The adoption decision is different when high-ticket technologies or new specialised services are involved. Cohen (4) states that since new technologies are becoming increasingly specialised and complex, the decision- making structures and processes for equipment purchases and service expansion are also becoming more complex and involve decision makers from different specialisation fields. An illustration of the decisionmaking process can be found in our recent study of medical centres in Israel (12). We found that the first initiative to use new technology comes, in most cases, from the chiefs of medical wards or other senior physicians, but the responsibility for the final decision to implement a new technology varies by its nature. The final decision may also be made by ad-hoc committees comprised, in addition to the medical director, of representatives of the non-clinical management, and the chief of the relevant medical division.

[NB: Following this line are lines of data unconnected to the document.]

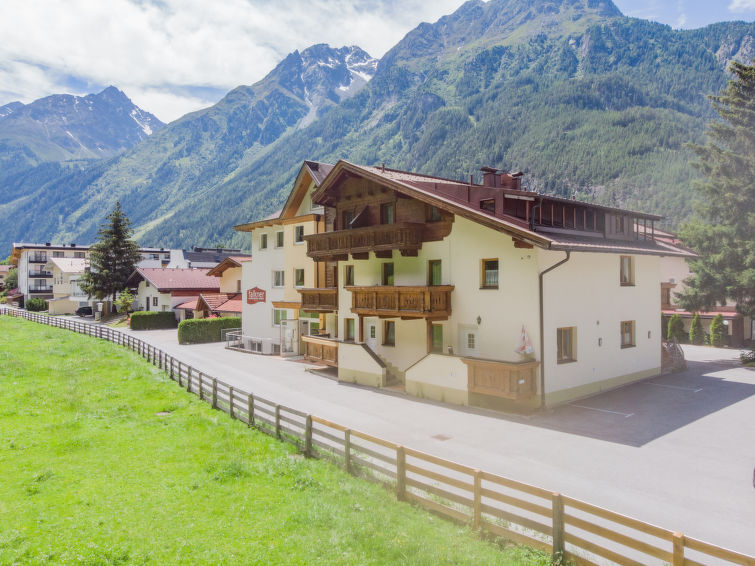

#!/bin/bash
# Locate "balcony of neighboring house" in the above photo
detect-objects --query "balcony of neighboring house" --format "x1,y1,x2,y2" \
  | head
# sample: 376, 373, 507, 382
304, 222, 424, 261
346, 285, 454, 319
297, 287, 338, 313
29, 269, 52, 279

In recent years, several scholars have suggested that when making priority-setting decisions, decision-makers must ensure that they achieve two goals: legitimacy, defined as the moral authority to make resource allocation decisions, and fairness, which may be achieved when an individual has a sufficient reason to accept a priority-setting decision, because of the acceptability of the decision-making process (24). Accountability for Reasonableness, a framework developed by Daniels and Sabin (24), has been used to examine priority-setting decisions at the hospital level (13,25,26). According to this framework, an institution’s priority setting decision may be considered fair if it satisfies for conditions of publicity, relevance, appeals and enforcement. The publicity criterion suggests that decisions and their rationales must be publicly accessible. The relevance condition should ensure that these rationales are based on evidence-based reasons and principles that fair-minded parties agree are relevant to meet the disease and population needs under resource constraints. The appeals condition suggests that there should be a mechanism for challenge and dispute resolutions regarding priority-setting decisions, including the opportunity for revision of decisions when new evidence becomes available. Finally, the enforcement condition ensures public regulation of the process to ensure that the first three conditions are met.


More recently, Gibson et al (27) proposed a transdisciplinary, practical, four-step model (reasonableness, transparency, responsiveness, and accountability) to offer guidance to ensure that healthcare institutions achieve the goals of legitimacy and fairness in their decision-making process.

Conclusions

Several surveys suggest that decision makers have only limited training in areas of health economics, health technology assessment, and decision-making. These may limit their ability to truly understand the nature of the technology and the immediate and future implications of their adoption decisions. We therefore strongly recommend that hospital executives who may be involved in technology policy undergo some formal training in the above-mentioned fields.